MANCHESTER, N.H. – Republican presidential hopeful John McCain is back in New Hampshire and back embracing straight talk. And talk. And talk. And talk. Aboard his campaign bus, the Arizona senator entertains reporters with stories, answers their questions and heckles bloggers.
He's by far the most accessible of the candidates, Republican or Democratic. But McCain acknowledges there's a risk to full days on the record, without breaks to vent, decompress or even eat in private.
"I hope there's a statute of limitations on saying stupid things," McCain said on his bus last weekend between stops in Nashua and Milford.
Online video sites and blogs have made this cycle's campaign gaffes instantly available. Every error and every stutter that changes a meaning is now magnified — and preserved as fodder for rivals during the 10 months before the first primaries and 20 months to the general election.
"One of the reasons Republicans lost the war — excuse me, lost the election," he said in Ames, Iowa. Then, in Milford, N.H., he said, "My friends, we lost the war — we lost the election, we lost the election because of spending."
Both wound up on the Web, late-night talk shows and Comedy Central's "The Daily Show with Jon Stewart."
Despite the self-inflicted wounds, McCain said he's not about to cut off his almost constant exposure to the media or would-be voters.
"I would not enjoy, in any way, the seclusion and keeping the media away," said the candidate, who sought the GOP nomination in 2000. "It just wouldn't be any fun and it's got to be fun."
In some ways, McCain doesn't have a choice.
"He raised expectations so high for his access in 2000, if all of the sudden he changed course and became less accessible and more prerecorded, then the media would jump all over him," said Dante Scala, who teaches politics at Saint Anselm College in Manchester.
McCain experienced some of what he candidly describes as "a problem with foot-in-mouth" in 2000. But he was the upstart in that year's GOP race; now he's a candidate of the Republican establishment.

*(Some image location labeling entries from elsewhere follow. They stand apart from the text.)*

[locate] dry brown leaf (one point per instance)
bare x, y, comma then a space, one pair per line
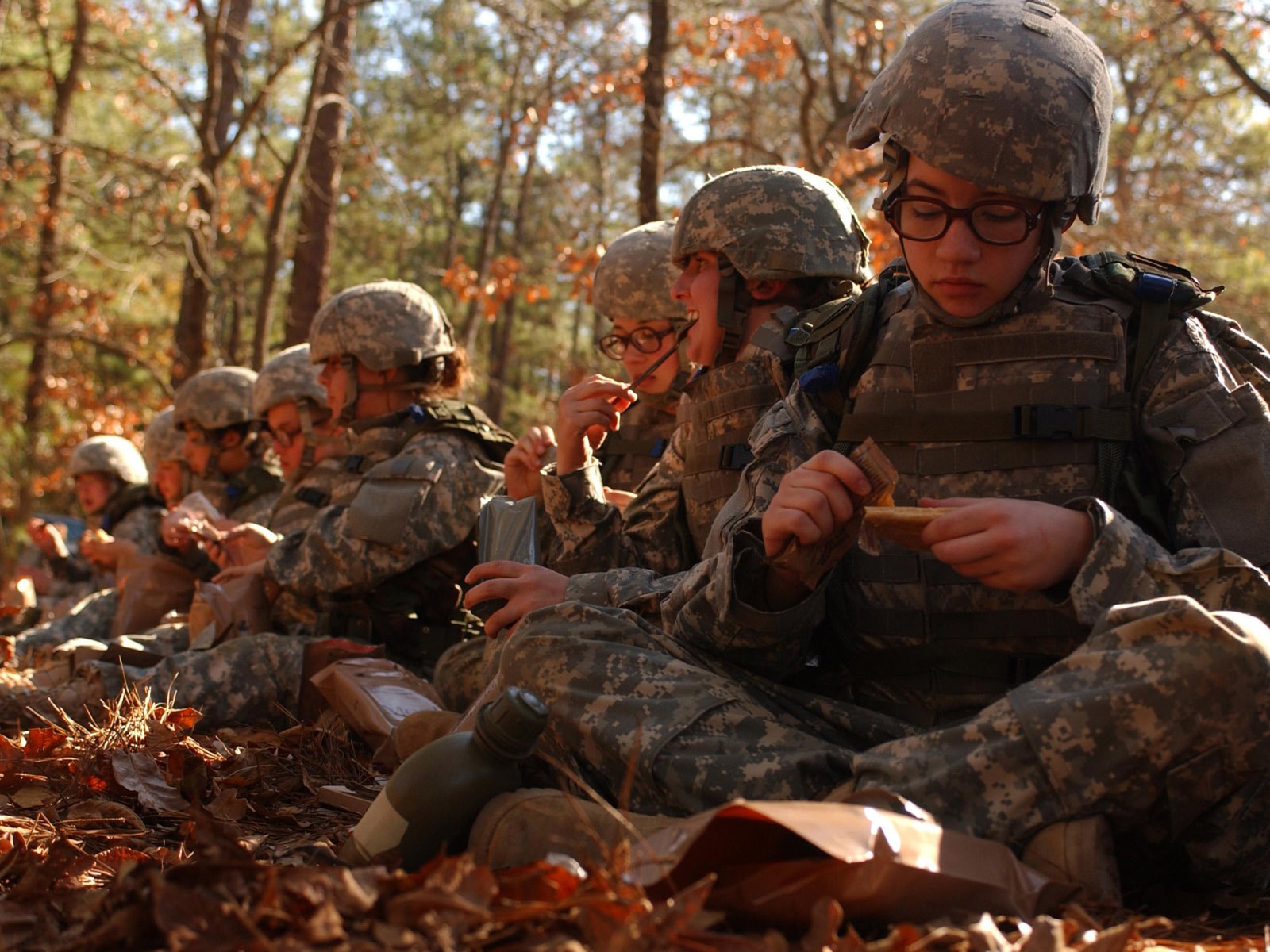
32, 797
108, 814
228, 805
141, 774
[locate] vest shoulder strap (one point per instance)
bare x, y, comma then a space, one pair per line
465, 418
1157, 290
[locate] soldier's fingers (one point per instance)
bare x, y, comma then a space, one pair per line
495, 569
835, 463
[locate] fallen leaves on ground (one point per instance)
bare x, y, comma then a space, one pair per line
137, 835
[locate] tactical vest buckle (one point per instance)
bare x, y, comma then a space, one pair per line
1047, 422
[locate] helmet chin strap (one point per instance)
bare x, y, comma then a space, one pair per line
730, 311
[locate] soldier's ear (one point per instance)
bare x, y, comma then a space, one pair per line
765, 290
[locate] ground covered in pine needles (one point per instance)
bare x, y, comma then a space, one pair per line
135, 833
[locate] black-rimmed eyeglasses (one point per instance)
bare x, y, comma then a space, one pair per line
643, 340
995, 222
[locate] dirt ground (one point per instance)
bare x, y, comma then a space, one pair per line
135, 833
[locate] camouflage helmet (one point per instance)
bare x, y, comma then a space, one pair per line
774, 222
287, 378
384, 324
114, 456
163, 441
633, 279
1006, 94
216, 399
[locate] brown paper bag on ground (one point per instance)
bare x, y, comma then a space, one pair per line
149, 587
230, 609
774, 861
374, 695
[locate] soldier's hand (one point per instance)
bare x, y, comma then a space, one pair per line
524, 463
1016, 545
48, 537
584, 416
812, 503
106, 551
524, 588
619, 497
243, 545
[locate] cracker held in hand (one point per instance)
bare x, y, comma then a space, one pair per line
901, 524
812, 562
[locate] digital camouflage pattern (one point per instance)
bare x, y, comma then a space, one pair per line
290, 378
216, 399
384, 324
730, 678
666, 527
421, 503
628, 456
633, 279
774, 222
249, 494
114, 456
164, 443
1007, 94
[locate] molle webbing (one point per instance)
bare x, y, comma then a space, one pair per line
615, 447
1029, 422
251, 484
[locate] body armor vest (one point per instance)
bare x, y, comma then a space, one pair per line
718, 412
1022, 409
628, 456
417, 613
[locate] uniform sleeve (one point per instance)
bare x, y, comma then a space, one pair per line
140, 526
1126, 565
406, 509
718, 603
591, 533
1206, 428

Fallout from a recent question in Iowa highlights the difference. A reporter asked McCain his position on U.S. funding of condoms to fight HIV/AIDS.
"Are we on the Straight Talk Express?" McCain joked and laughed. "I'm not informed enough on it. Let me find out. You know, I'm sure I've taken a position on it on the past. I have to find out what my position was."
He asked an aide to come forward.
"Would you find out what my position is on contraception? I'm sure I'm opposed to government spending on it, I'm sure I support the president's policies on it."
The Democratic National Committee pounced, sending reporters previous McCain statements indicating he supported aid to developing nations to fund condom purchases and distribution.
Eight-year-old video clips still bouncing around on the Web also document McCain's shift on some issues.
"Neither party should be defined by pandering to the outer reaches of American politics and the agents of intolerance, whether they be Louis Farrakhan or Al Sharpton on the left, or Pat Robertson or Jerry Falwell on the right," McCain says in one.
Since then, he has accepted a speaking invitation to Falwell's Liberty University.
The rise of YouTube and blogs has some questioning how well McCain's openness will work this time.
"I'm not sure you can do what worked some years ago and have it work over again. It's not the casing of the sausage that matters; it's what's inside," said Iowa State University political science professor Steffen Schmidt.
McCain skipped Iowa in 2000 partly because he opposed subsidies for corn-based ethanol. He's revised his views and now jokes to Iowa reporters that he has a glass of ethanol with breakfast every day — a punchline heard repeatedly as his bus rumbles down highways.
On Saturday, between a VFW town-hall meeting and a visit to a maple syrup shack, McCain ate hot-dogs in the back of the bus. He smeared the mustard on his meal before chatting about ethanol subsidies and repeating the joke.
The conversations aren't all policy questions, though. Reporters on his bus this weekend compared NCAA basketball brackets with the senator. They know he prefers the original "Manchurian Candidate" to the remake. And he says "there's probably a place for Harry Truman" portrait on a West Wing wall if he were elected president.
"It makes the folks at the front of the bus" — the campaign staff — "insane," said Steve Duprey, a former state GOP chairman who travels through New Hampshire with the senator as a senior adviser.
It's a sharp contrast to other campaigns, which manage the candidates' public appearances and limit their exposure. By the time McCain left New Hampshire on Sunday, he spoke at five town hall-style meetings; Republican front-runner and former New York City mayor Rudy Giuliani will have attended none.
During a group interview on his bus in New Hampshire in mid-March, McCain said the instantaneous nature of the campaign is a potential downside because of his accessibility, but argued: "To change our method of campaigning would be insane."